Joe Parkson: Act of Violence (1949). A disabled veteran, Parkson stalked an ex-war buddy across the country, determined to fulfill an unflagging, deadly vendetta stemming from a horrific incident that took place in a prisoner of war camp. “Did he tell you that I’m a cripple because of him?” Parkson asks the man’s wife. “Did he tell you about the men that are dead because of him? Did he tell you what happened to them before he died?  I was in the hospital, but I didn’t go crazy . . . I kept saying to myself, ‘Joe, you’re the only one alive that knows what he did. You’re the one that’s got find him, Joe.’”

Smith Ohrlig: Caught (1949). This peculiarly named chap was not scary because of a murderous bent or mercenary tendencies, but because of a deep-seated hatred of women, callous and obsessive personality, and tendency to suffer psychosomatic heart attacks when, according to his psychiatrist, he “doesn’t get what he wants.”

Rich guy plays pinball, while smoking a cig and sipping champagne. Nothing too scary about that, is there? Think again.

Nick Scanlon: The Racket (1951). Here, Ryan portrayed a brutal, unforgiving gangster whose crimes included a series of killings, including a police informant and an upstanding young patrolman.

Howard Wilkins: Beware, My Lovely (1952).

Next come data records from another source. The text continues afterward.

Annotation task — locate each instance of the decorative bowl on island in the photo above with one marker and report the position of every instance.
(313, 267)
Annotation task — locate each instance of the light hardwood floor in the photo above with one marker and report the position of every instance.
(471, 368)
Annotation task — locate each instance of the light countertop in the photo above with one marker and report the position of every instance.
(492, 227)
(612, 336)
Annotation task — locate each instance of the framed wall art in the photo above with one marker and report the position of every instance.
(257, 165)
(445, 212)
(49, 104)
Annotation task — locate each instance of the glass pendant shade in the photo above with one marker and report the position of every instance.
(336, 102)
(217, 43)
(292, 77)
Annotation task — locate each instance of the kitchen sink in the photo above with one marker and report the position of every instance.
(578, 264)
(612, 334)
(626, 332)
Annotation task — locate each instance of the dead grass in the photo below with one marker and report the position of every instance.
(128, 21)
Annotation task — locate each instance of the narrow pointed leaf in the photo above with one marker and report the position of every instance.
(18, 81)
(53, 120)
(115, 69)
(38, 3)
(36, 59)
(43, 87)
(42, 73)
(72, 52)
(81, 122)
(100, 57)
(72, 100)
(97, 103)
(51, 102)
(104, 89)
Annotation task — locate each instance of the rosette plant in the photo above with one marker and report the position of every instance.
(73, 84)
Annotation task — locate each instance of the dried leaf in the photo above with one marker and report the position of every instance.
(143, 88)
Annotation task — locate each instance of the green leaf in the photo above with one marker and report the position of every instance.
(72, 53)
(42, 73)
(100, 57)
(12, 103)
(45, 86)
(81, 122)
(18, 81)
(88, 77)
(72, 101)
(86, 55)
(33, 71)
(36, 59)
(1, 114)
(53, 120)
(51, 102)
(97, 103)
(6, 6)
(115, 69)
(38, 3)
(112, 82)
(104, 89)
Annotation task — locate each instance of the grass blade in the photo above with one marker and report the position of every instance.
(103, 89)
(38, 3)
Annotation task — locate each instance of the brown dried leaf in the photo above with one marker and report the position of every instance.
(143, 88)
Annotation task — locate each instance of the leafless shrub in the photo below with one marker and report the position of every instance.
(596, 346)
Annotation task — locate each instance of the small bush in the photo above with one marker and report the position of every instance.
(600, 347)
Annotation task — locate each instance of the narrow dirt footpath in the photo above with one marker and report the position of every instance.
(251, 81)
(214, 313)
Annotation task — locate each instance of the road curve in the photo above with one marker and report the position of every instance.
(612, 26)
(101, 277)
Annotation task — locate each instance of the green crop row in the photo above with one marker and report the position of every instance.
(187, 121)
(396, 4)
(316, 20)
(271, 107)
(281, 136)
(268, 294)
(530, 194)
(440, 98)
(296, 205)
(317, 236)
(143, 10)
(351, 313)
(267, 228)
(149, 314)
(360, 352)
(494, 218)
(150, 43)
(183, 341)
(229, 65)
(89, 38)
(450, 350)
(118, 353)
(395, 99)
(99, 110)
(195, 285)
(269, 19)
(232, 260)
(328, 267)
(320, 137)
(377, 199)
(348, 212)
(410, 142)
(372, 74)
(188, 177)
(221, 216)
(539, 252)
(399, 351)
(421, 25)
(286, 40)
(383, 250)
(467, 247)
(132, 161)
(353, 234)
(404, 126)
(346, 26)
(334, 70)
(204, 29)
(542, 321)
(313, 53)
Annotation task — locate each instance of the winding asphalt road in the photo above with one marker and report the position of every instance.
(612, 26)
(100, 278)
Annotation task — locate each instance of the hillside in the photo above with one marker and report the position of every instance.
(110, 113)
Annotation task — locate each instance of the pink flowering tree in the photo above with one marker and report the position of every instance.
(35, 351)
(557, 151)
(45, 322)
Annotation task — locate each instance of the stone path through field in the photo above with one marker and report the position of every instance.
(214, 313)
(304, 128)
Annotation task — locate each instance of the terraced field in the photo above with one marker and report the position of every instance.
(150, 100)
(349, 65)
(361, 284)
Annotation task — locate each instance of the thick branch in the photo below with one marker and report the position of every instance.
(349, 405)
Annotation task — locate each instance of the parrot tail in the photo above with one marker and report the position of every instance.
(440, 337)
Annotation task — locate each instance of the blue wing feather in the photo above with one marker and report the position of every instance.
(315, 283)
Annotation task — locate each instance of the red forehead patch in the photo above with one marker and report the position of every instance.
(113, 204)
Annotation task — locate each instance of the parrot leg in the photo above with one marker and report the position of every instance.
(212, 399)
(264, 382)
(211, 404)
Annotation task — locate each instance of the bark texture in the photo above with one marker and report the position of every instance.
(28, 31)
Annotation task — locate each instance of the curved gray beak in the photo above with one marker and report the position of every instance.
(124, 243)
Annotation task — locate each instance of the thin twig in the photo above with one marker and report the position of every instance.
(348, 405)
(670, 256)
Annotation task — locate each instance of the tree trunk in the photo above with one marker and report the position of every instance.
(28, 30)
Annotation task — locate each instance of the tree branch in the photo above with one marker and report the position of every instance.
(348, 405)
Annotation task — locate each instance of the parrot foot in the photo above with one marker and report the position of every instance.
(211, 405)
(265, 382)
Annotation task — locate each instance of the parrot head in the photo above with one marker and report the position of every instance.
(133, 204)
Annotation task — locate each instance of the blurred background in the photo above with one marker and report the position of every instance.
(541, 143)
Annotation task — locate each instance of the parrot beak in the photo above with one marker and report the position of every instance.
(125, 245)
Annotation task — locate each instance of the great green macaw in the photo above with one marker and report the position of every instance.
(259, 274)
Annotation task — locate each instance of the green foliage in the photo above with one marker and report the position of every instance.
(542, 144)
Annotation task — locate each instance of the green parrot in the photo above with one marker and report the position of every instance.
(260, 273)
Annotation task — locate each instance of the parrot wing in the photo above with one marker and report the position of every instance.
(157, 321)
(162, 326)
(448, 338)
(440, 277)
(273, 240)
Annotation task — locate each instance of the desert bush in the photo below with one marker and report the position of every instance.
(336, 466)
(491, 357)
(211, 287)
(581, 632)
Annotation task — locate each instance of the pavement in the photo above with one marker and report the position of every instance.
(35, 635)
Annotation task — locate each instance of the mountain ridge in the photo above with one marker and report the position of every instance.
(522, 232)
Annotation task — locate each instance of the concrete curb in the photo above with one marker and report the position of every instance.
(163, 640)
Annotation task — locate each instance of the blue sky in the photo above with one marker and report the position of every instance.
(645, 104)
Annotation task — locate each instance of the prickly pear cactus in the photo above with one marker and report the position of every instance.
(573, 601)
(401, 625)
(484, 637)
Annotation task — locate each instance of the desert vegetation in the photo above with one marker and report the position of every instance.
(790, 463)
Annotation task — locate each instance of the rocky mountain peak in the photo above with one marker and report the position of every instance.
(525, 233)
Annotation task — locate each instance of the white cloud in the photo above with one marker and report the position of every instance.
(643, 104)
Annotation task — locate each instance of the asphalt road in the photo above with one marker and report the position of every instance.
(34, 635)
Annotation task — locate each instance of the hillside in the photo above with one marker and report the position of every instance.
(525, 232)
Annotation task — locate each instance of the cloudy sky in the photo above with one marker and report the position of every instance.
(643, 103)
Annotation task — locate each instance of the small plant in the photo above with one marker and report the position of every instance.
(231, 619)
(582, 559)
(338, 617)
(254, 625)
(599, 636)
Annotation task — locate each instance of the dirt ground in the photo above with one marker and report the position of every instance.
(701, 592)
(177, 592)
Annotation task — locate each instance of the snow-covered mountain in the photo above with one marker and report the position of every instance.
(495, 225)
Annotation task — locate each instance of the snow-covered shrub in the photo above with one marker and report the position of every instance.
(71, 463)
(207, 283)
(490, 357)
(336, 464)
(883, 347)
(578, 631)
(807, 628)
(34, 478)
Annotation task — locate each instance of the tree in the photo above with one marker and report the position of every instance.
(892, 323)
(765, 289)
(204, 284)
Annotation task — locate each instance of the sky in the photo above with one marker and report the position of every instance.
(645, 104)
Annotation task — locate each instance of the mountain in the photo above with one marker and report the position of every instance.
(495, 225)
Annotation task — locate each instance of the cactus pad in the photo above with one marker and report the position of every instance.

Wilkins, an itinerant handyman, was a killer. What made him extra scary was that he didn’t know it. “There are days when I pick up the newspaper and I see that somebody’s been murdered and I wonder, could I have done that?” he says in one scene. 

Poor Ida. She only wanted her rugs cleaned.

Earl Slater: Odds Against Tomorrow (1959). Slater was a bigoted ex-con who teamed with a black singer to knock over a bank – with cataclysmic results. Ryan was universally praised for his performance – one reviewer wrote that the actor “makes the flesh crawl as the fanatical bigot,” and another described him as “a menace who can look bullets and smile sulphuric acid.”

~ by shadowsandsatin on August 13, 2011.

6 Responses to “The Scariest Men in Film Noir: Part 4”

  1. “Let’s just say it was a busy night.” Great line – I definitely have to see this film – I would also put in as honorable mention Tierney’s performance in THE HOODLUM, where he knocks up and drives to suicide his brother’s fiancee and then frames his brother for a crime, as well as causing his poor old mother to decline into her grave. I’m also impressed by Robert Ryan’s dossier – What a list of thugs! But he was a brilliant actor.

    • I hope you get a chance to see Tierney’s performance — I have a copy if you’re interested. I’ve never seen The Hoodlum — I will have to look for it — it certainly sounds interesting! And I agree about Robert Ryan — he was great!

  2. I think Widmark is for me is the best noir villain, because he makes them likeable, funny and even more psychopathic the same time which is iMO much more effective (for example Road House). Great article as always!

    • Thanks so much, Jörn! I hope you know how much I appreciate and look forward to your comments. And I’m in complete agreement about Widmark — he is truly one of my favorite bad boys. He was such an excellent actor.

  3. The absolute scariest to me is Tommy Udo. Richard Widmark’s best. At least until Jeffty Robbins came along. Good stuff.